Back in 1949, George Orwell was already predicting algorithmic content In his best-known novel, “1984:”
“There was a whole chain of separate departments dealing with proletarian literature, music, drama, and entertainment generally. Here were produced rubbishy newspapers containing almost nothing except sport, crime, and astrology, sensational five-cent novelettes, films oozing with sex, and sentimental songs which were composed entirely by mechanical means on a special kind of kaleidoscope known as a versificator.”
A “versificator.” It’s not all that different from a lot of what we’re seeing emerge these days.
While AI can be terribly clever, everyone can already spot the problem with it.
A machine is not going to create Lawrence Of Arabia.
A machine is not going to create the Grosse Fugue.
A machine is not going to create Guernica.
A machine is not going to create Crime And Punishment.
A machine is not going to create the Sagrada Familia.
There’s many, many reasons why that is, but here is a big one:
Because the machine doesn’t care.
We do, you see.
The billionaire investor and co-founder of PayPal, Peter Thiel, made headlines recently when, during an interview, he said that AI was going to disrupt a helluva lot of industries, making math-skills far less valuable, and verbal skills, much more so.
“It’s going to be much worse for math people than word people… People have told me that in the next 3-5 years, AI will be able to solve all the US Maths Olympiad problems.
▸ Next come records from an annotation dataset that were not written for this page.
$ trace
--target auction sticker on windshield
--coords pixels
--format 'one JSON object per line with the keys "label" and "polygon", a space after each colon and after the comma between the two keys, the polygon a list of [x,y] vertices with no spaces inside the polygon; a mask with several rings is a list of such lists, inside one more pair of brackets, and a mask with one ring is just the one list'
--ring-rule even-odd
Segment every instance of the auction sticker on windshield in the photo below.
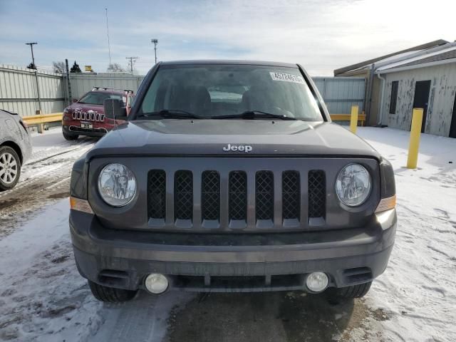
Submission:
{"label": "auction sticker on windshield", "polygon": [[283,81],[285,82],[294,82],[295,83],[304,83],[304,79],[302,76],[293,75],[291,73],[273,73],[270,72],[271,78],[274,81]]}

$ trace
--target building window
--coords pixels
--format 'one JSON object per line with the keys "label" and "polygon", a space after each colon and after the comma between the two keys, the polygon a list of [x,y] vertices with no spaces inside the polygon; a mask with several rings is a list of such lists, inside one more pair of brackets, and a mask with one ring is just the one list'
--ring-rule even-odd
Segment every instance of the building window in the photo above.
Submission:
{"label": "building window", "polygon": [[395,81],[391,83],[391,98],[390,99],[390,114],[396,113],[396,103],[398,102],[398,86],[399,81]]}

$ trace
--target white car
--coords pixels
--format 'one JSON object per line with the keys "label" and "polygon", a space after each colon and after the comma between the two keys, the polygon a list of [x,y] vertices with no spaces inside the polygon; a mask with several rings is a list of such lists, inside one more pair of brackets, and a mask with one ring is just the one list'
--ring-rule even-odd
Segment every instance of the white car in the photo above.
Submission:
{"label": "white car", "polygon": [[26,123],[17,114],[0,109],[0,191],[14,187],[31,154]]}

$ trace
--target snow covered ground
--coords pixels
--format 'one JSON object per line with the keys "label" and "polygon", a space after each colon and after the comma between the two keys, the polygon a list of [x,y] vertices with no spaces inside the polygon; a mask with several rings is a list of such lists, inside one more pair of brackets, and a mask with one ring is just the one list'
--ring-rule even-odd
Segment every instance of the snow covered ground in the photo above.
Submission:
{"label": "snow covered ground", "polygon": [[0,234],[0,341],[455,341],[456,139],[423,135],[412,170],[407,132],[358,134],[394,166],[399,217],[388,267],[365,299],[331,306],[296,292],[170,292],[103,304],[76,269],[68,199],[54,199]]}

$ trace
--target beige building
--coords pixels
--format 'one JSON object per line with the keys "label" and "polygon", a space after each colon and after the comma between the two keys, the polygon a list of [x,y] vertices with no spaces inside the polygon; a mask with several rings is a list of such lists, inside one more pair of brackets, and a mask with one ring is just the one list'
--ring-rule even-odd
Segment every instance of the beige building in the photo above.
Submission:
{"label": "beige building", "polygon": [[[455,43],[449,43],[447,41],[442,39],[426,43],[425,44],[414,46],[405,50],[389,53],[388,55],[382,56],[376,58],[370,59],[361,63],[353,64],[346,67],[341,68],[334,71],[334,76],[336,77],[348,77],[348,76],[356,76],[363,77],[366,78],[366,91],[365,91],[365,112],[367,117],[367,125],[390,125],[391,127],[397,127],[402,129],[409,129],[410,122],[408,121],[410,113],[408,113],[408,110],[410,108],[413,108],[413,95],[415,93],[415,86],[416,79],[414,78],[413,71],[412,70],[420,69],[423,67],[428,66],[427,65],[418,66],[420,63],[417,62],[415,66],[408,66],[408,69],[402,70],[403,73],[397,75],[398,80],[403,80],[400,83],[400,89],[398,89],[399,94],[402,95],[402,98],[398,100],[398,103],[396,104],[397,110],[400,110],[396,116],[391,116],[386,114],[385,110],[389,110],[389,103],[385,103],[385,101],[388,100],[388,94],[390,95],[391,92],[391,82],[385,81],[386,78],[383,77],[383,73],[391,73],[391,75],[386,76],[388,80],[393,80],[395,77],[393,73],[400,71],[400,69],[396,69],[395,71],[390,70],[386,72],[388,68],[391,68],[391,66],[399,66],[400,64],[405,66],[409,63],[413,63],[418,60],[424,60],[425,58],[435,56],[435,53],[439,54],[440,51],[444,51],[453,46]],[[453,64],[453,67],[455,65]],[[437,69],[435,71],[437,72]],[[432,74],[434,71],[428,71],[427,72]],[[420,74],[421,71],[415,71],[415,74]],[[430,74],[423,75],[423,78],[430,76]],[[438,78],[438,76],[436,75]],[[442,75],[441,75],[442,76]],[[421,76],[418,77],[420,78]],[[439,78],[440,79],[440,78]],[[434,77],[432,77],[430,80],[434,81]],[[408,82],[408,86],[406,86],[406,83]],[[437,81],[435,81],[431,85],[431,90],[435,88]],[[451,81],[449,81],[449,86],[451,87]],[[419,90],[421,90],[422,86],[424,84],[418,83]],[[394,86],[395,87],[395,86]],[[389,87],[389,88],[388,88]],[[408,87],[408,88],[407,88]],[[399,91],[400,90],[400,91]],[[389,93],[388,93],[389,92]],[[404,94],[407,94],[407,96],[404,97]],[[383,101],[381,99],[383,99]],[[410,99],[411,98],[411,99]],[[437,106],[442,105],[439,101],[441,99],[435,99],[437,102]],[[447,107],[448,102],[450,99],[445,98],[445,105],[444,107]],[[411,105],[410,102],[412,102]],[[407,103],[407,104],[406,104]],[[412,107],[410,107],[410,106]],[[452,104],[451,105],[452,108]],[[433,110],[433,108],[432,108]],[[404,111],[403,113],[403,110]],[[440,110],[440,108],[437,110]],[[432,113],[437,113],[436,110],[431,110]],[[445,110],[446,115],[449,114],[447,109]],[[434,119],[432,118],[432,119]],[[430,119],[429,123],[432,122]],[[430,125],[429,123],[426,123],[427,132],[432,133],[432,134],[438,134],[441,135],[449,135],[450,128],[437,128]]]}

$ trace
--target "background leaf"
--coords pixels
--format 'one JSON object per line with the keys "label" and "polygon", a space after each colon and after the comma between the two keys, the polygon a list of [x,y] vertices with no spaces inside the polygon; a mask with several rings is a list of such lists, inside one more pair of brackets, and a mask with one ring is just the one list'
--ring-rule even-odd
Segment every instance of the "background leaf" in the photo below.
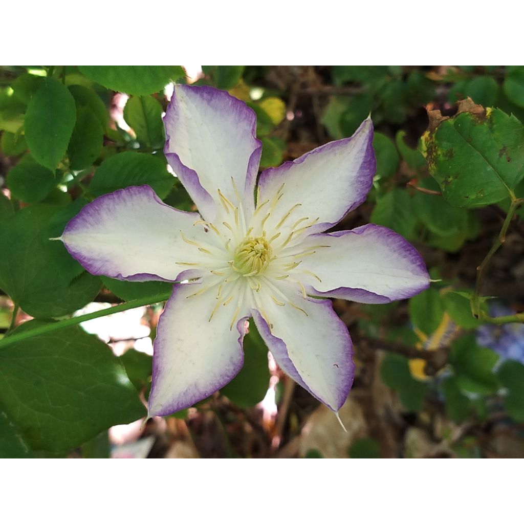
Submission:
{"label": "background leaf", "polygon": [[32,449],[49,451],[145,414],[118,358],[77,326],[3,348],[0,403]]}
{"label": "background leaf", "polygon": [[63,84],[45,78],[27,105],[26,140],[39,163],[54,171],[67,149],[77,118],[74,99]]}
{"label": "background leaf", "polygon": [[185,76],[180,66],[79,66],[82,74],[108,89],[128,95],[158,93]]}

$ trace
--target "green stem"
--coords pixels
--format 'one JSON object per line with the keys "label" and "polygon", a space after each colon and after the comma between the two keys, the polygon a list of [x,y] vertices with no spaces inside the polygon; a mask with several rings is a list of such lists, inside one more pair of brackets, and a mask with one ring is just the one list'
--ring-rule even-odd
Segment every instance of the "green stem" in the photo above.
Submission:
{"label": "green stem", "polygon": [[60,320],[57,322],[47,324],[45,325],[39,326],[33,329],[28,329],[26,331],[15,333],[14,334],[4,337],[0,340],[0,348],[14,344],[15,342],[19,342],[21,340],[32,338],[38,335],[43,335],[52,331],[56,331],[57,330],[63,329],[64,328],[77,325],[78,324],[85,322],[87,320],[92,320],[93,319],[100,318],[101,316],[112,315],[114,313],[119,313],[121,311],[125,311],[128,309],[133,309],[135,308],[139,308],[144,305],[149,305],[150,304],[156,304],[159,302],[165,302],[169,298],[171,294],[170,291],[169,293],[162,293],[154,297],[136,299],[135,300],[130,300],[124,304],[119,304],[118,305],[107,308],[100,311],[88,313],[80,316],[73,316],[71,319],[66,319],[65,320]]}
{"label": "green stem", "polygon": [[18,304],[15,304],[13,309],[13,316],[11,317],[11,324],[9,326],[9,329],[7,331],[8,333],[12,331],[15,329],[15,324],[16,323],[16,315],[18,314],[19,309],[19,306]]}
{"label": "green stem", "polygon": [[[492,319],[491,317],[481,313],[481,292],[482,290],[483,280],[484,279],[486,269],[491,260],[492,257],[498,250],[499,248],[506,241],[506,234],[508,231],[508,228],[509,227],[509,224],[511,223],[514,215],[515,214],[515,211],[517,211],[517,208],[518,208],[523,200],[522,199],[516,198],[515,195],[512,194],[512,192],[511,192],[510,195],[511,197],[511,203],[509,206],[509,210],[508,211],[508,214],[506,216],[505,220],[504,220],[504,223],[502,225],[502,228],[500,230],[500,232],[498,234],[498,236],[497,237],[496,241],[493,245],[492,246],[492,248],[488,252],[487,255],[486,255],[484,257],[484,259],[482,261],[481,265],[477,268],[477,279],[475,284],[475,291],[474,291],[473,294],[471,297],[471,311],[473,314],[473,316],[477,319],[481,318],[482,316],[483,320],[485,320],[487,322],[491,322],[492,320],[494,319]],[[512,318],[515,315],[512,315],[509,316]],[[504,317],[499,316],[498,318],[503,319],[504,318]],[[512,320],[510,321],[520,322],[522,321]],[[505,322],[503,321],[497,321],[493,322],[492,323],[504,324]]]}

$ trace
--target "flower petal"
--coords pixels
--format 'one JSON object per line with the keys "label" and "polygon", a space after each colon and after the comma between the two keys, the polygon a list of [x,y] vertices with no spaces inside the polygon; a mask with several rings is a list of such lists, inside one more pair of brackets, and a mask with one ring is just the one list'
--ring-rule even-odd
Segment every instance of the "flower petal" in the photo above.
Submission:
{"label": "flower petal", "polygon": [[315,245],[330,247],[318,248],[297,268],[310,294],[380,304],[409,298],[429,287],[420,253],[387,227],[368,224],[312,235],[301,247],[307,250]]}
{"label": "flower petal", "polygon": [[262,144],[255,112],[226,91],[175,85],[164,118],[164,153],[202,216],[212,220],[220,189],[235,204],[234,181],[246,211],[253,192]]}
{"label": "flower petal", "polygon": [[247,315],[230,329],[235,307],[230,304],[221,305],[209,321],[214,294],[187,298],[200,285],[205,283],[176,284],[160,315],[154,345],[151,417],[169,414],[209,396],[227,384],[244,364]]}
{"label": "flower petal", "polygon": [[310,233],[325,231],[359,205],[366,200],[375,174],[373,141],[373,124],[368,118],[350,138],[330,142],[292,162],[264,171],[258,182],[257,203],[272,199],[285,184],[266,223],[268,230],[297,203],[301,205],[289,222],[318,217]]}
{"label": "flower petal", "polygon": [[120,280],[173,281],[203,254],[183,239],[205,242],[193,226],[200,216],[166,205],[148,185],[133,186],[95,199],[66,226],[61,239],[93,275]]}
{"label": "flower petal", "polygon": [[282,307],[266,300],[263,312],[252,311],[253,319],[280,368],[321,402],[338,411],[347,397],[355,370],[347,328],[331,301],[304,300],[300,296],[296,300],[307,318],[289,304]]}

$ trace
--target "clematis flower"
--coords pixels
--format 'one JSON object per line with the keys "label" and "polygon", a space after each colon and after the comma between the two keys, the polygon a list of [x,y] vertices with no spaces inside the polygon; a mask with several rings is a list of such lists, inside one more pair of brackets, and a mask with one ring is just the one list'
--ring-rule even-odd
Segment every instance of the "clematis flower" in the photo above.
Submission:
{"label": "clematis flower", "polygon": [[[191,406],[242,367],[252,319],[279,366],[334,411],[353,379],[334,297],[381,304],[425,289],[420,255],[368,224],[325,233],[366,199],[373,124],[260,175],[254,112],[227,93],[177,85],[165,153],[199,213],[147,185],[100,196],[68,224],[69,253],[93,275],[174,282],[154,346],[151,416]],[[184,281],[186,283],[182,283]]]}

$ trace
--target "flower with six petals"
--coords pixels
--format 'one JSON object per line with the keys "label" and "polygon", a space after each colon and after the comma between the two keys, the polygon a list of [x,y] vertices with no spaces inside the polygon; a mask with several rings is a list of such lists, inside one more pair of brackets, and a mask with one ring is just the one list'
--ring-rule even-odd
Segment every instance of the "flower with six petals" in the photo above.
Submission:
{"label": "flower with six petals", "polygon": [[86,205],[61,237],[94,275],[174,282],[154,342],[150,416],[231,380],[250,318],[279,366],[337,411],[353,379],[351,339],[323,297],[381,304],[429,285],[419,253],[386,227],[324,232],[371,188],[370,118],[351,138],[264,171],[256,191],[261,144],[243,102],[177,85],[164,123],[166,157],[199,213],[128,187]]}

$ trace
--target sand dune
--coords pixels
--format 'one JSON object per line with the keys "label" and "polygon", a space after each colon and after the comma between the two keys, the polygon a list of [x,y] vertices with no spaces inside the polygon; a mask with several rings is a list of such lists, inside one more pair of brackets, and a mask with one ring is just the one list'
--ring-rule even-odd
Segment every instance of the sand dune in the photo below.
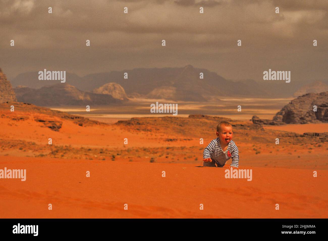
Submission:
{"label": "sand dune", "polygon": [[109,124],[15,104],[14,112],[0,105],[0,169],[25,169],[26,180],[0,179],[0,218],[328,217],[325,137],[229,120],[239,169],[253,170],[248,181],[197,167],[221,117]]}
{"label": "sand dune", "polygon": [[1,180],[1,218],[328,217],[326,170],[241,165],[253,170],[248,181],[191,164],[1,157],[1,165],[27,170],[25,182]]}

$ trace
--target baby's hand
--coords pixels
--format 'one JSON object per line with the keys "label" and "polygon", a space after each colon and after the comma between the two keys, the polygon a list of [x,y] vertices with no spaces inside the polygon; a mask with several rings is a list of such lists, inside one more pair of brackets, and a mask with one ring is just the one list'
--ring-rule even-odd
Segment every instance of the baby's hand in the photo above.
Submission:
{"label": "baby's hand", "polygon": [[212,162],[212,159],[209,157],[208,158],[205,158],[205,159],[203,159],[203,161],[204,162]]}

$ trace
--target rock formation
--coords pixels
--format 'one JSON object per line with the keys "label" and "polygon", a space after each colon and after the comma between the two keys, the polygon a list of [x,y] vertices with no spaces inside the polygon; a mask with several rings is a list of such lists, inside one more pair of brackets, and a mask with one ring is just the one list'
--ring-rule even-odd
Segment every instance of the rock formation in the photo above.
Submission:
{"label": "rock formation", "polygon": [[16,96],[10,82],[0,68],[0,103],[16,101]]}
{"label": "rock formation", "polygon": [[328,122],[328,91],[298,97],[276,114],[273,120],[286,124]]}
{"label": "rock formation", "polygon": [[127,100],[128,96],[123,87],[117,83],[105,84],[102,86],[94,89],[93,92],[111,95],[115,99],[121,100]]}
{"label": "rock formation", "polygon": [[100,105],[122,102],[111,95],[85,92],[66,83],[57,84],[38,89],[17,87],[14,90],[18,101],[41,106]]}

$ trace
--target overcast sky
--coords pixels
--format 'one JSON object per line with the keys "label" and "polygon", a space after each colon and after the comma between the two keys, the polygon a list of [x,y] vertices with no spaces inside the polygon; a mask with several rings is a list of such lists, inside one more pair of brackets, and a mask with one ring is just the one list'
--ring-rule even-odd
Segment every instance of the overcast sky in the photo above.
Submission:
{"label": "overcast sky", "polygon": [[228,79],[260,80],[269,69],[292,81],[328,76],[327,0],[0,0],[0,33],[10,80],[188,64]]}

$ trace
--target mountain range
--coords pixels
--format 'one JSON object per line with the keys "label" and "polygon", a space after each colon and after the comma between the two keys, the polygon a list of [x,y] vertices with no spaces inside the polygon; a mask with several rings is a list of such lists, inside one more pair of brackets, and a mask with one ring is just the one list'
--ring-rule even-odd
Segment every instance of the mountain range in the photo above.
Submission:
{"label": "mountain range", "polygon": [[[127,78],[124,78],[125,73]],[[200,73],[203,73],[203,79],[200,78]],[[113,71],[83,77],[67,72],[66,84],[64,85],[63,83],[54,85],[53,81],[56,81],[39,80],[38,76],[37,71],[28,72],[19,74],[11,81],[13,86],[21,86],[15,89],[19,101],[27,101],[29,95],[33,96],[30,102],[37,101],[36,98],[40,99],[42,96],[49,96],[49,88],[51,88],[50,85],[56,86],[53,87],[51,91],[65,90],[67,91],[66,97],[68,93],[75,95],[75,97],[71,100],[57,101],[61,104],[63,102],[69,102],[71,105],[73,104],[70,102],[71,101],[76,103],[73,101],[74,99],[80,100],[81,102],[85,99],[88,100],[92,97],[97,103],[114,101],[108,96],[106,97],[106,101],[101,101],[99,99],[100,96],[96,97],[94,95],[96,94],[107,95],[121,101],[134,97],[197,102],[210,101],[223,97],[283,98],[293,96],[298,91],[302,93],[306,91],[311,87],[310,84],[305,90],[299,90],[303,87],[301,84],[296,81],[285,83],[275,81],[227,80],[214,72],[195,68],[190,65],[182,68]],[[318,86],[327,85],[328,81],[321,83],[321,84],[318,84]],[[22,88],[21,86],[25,88]],[[73,90],[73,87],[76,90]],[[31,90],[38,89],[37,91]],[[58,96],[55,95],[54,97],[55,96]]]}

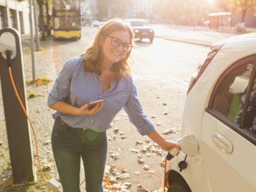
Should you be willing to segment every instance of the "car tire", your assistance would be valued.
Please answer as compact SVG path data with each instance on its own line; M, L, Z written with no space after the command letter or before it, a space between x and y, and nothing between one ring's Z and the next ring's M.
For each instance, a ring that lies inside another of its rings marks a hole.
M170 186L167 192L191 192L191 190L185 182L177 181Z

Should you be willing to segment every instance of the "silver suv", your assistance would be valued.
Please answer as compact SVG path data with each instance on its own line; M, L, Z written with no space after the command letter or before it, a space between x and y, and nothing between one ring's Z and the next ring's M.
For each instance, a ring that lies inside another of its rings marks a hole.
M214 44L188 90L168 191L256 191L255 116L256 33Z

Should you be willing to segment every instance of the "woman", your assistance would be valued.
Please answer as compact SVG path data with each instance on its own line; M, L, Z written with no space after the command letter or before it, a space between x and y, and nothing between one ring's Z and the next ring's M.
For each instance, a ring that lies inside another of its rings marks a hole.
M128 63L133 43L129 25L119 19L109 20L84 54L64 64L50 92L48 106L57 111L52 115L52 150L64 192L80 191L81 157L86 191L103 191L106 131L123 108L141 135L147 135L163 150L180 149L165 140L143 112ZM103 104L88 109L87 104L100 99Z

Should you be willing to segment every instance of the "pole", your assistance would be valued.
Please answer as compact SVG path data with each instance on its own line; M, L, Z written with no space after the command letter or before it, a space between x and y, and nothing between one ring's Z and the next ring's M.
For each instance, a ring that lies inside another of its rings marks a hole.
M35 29L36 33L36 50L38 50L40 48L40 42L38 36L38 24L37 23L36 4L35 0L33 0L33 7L34 8Z
M29 0L29 23L30 23L30 38L31 45L31 63L32 63L32 73L33 73L33 82L36 81L35 74L35 57L34 57L34 39L33 34L33 22L32 22L32 3Z

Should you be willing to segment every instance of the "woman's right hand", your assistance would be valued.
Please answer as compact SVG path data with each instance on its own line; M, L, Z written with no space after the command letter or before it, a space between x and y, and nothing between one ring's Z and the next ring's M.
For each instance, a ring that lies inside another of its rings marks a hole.
M93 115L97 112L100 111L101 108L102 108L103 104L97 104L93 108L88 109L88 105L85 104L82 106L79 111L78 115Z
M100 111L102 108L103 104L99 104L96 105L93 108L88 109L88 105L85 104L83 106L77 108L72 106L72 105L67 104L64 101L58 102L53 105L49 106L49 107L54 110L58 111L61 113L67 114L72 114L76 115L93 115L97 112Z

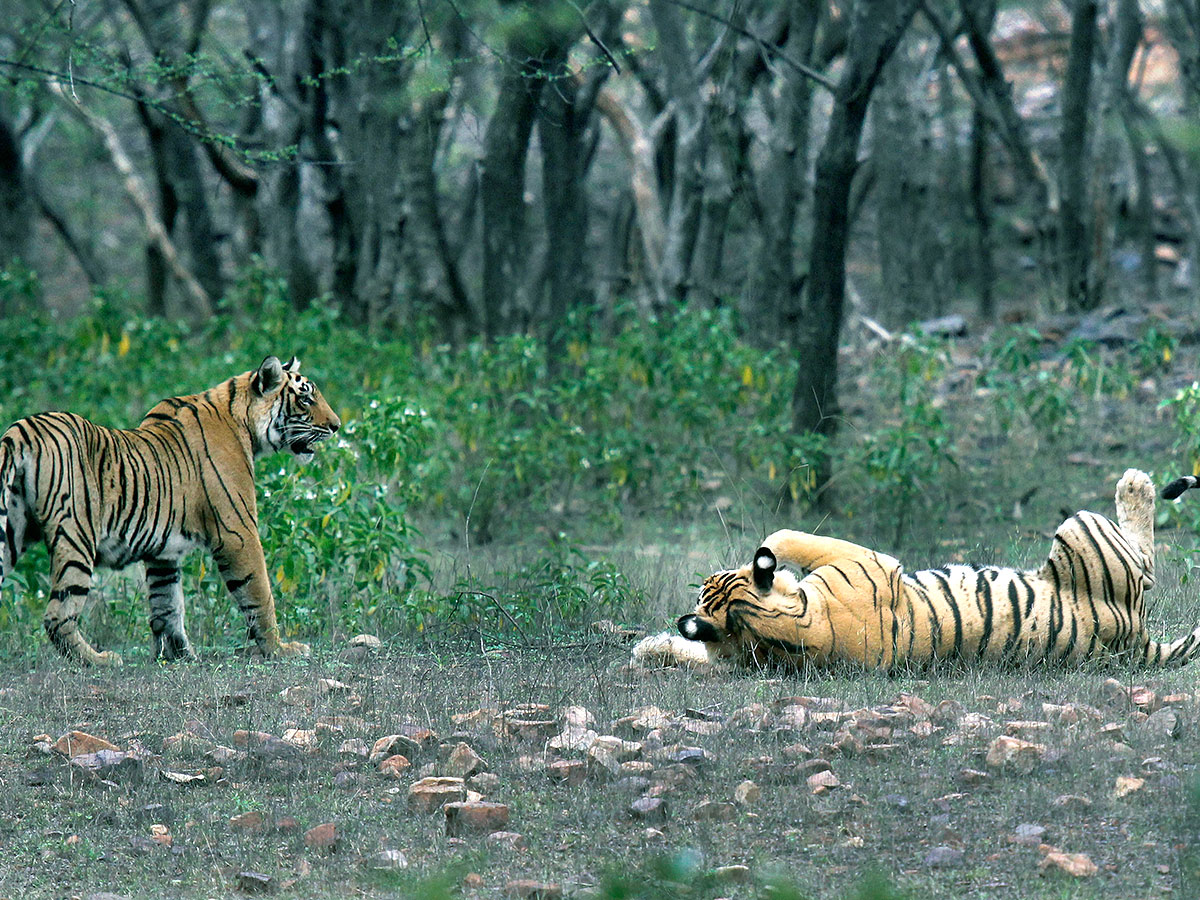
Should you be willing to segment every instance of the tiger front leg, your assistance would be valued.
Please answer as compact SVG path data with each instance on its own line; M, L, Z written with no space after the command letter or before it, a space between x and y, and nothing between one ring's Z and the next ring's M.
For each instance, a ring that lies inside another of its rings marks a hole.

That would shift things quite a bit.”
Who would’ve guessed a decade ago that the “Learn To Code” meme could actually end up being terrible advice?
Logically this should not come as a surprise. Code doesn’t care who wrote it.
As a fellow named Bechir Trabelsi remarked over on LinkedIn, Apple didn’t become the world’s biggest company because it could hire better coders than its competitors (far from it), it did so because it could touch the human heart better than any of them.
Or another way of putting it, machines are very good at solving PROBLEMS, but not very good for solving THE PROBLEM.
THE PROBLEM of being alive. The problem of being conscious in the universe. That is what art is for. That is what connection is for. That is what leadership is for.
The future belongs to the people who can actually tell the difference.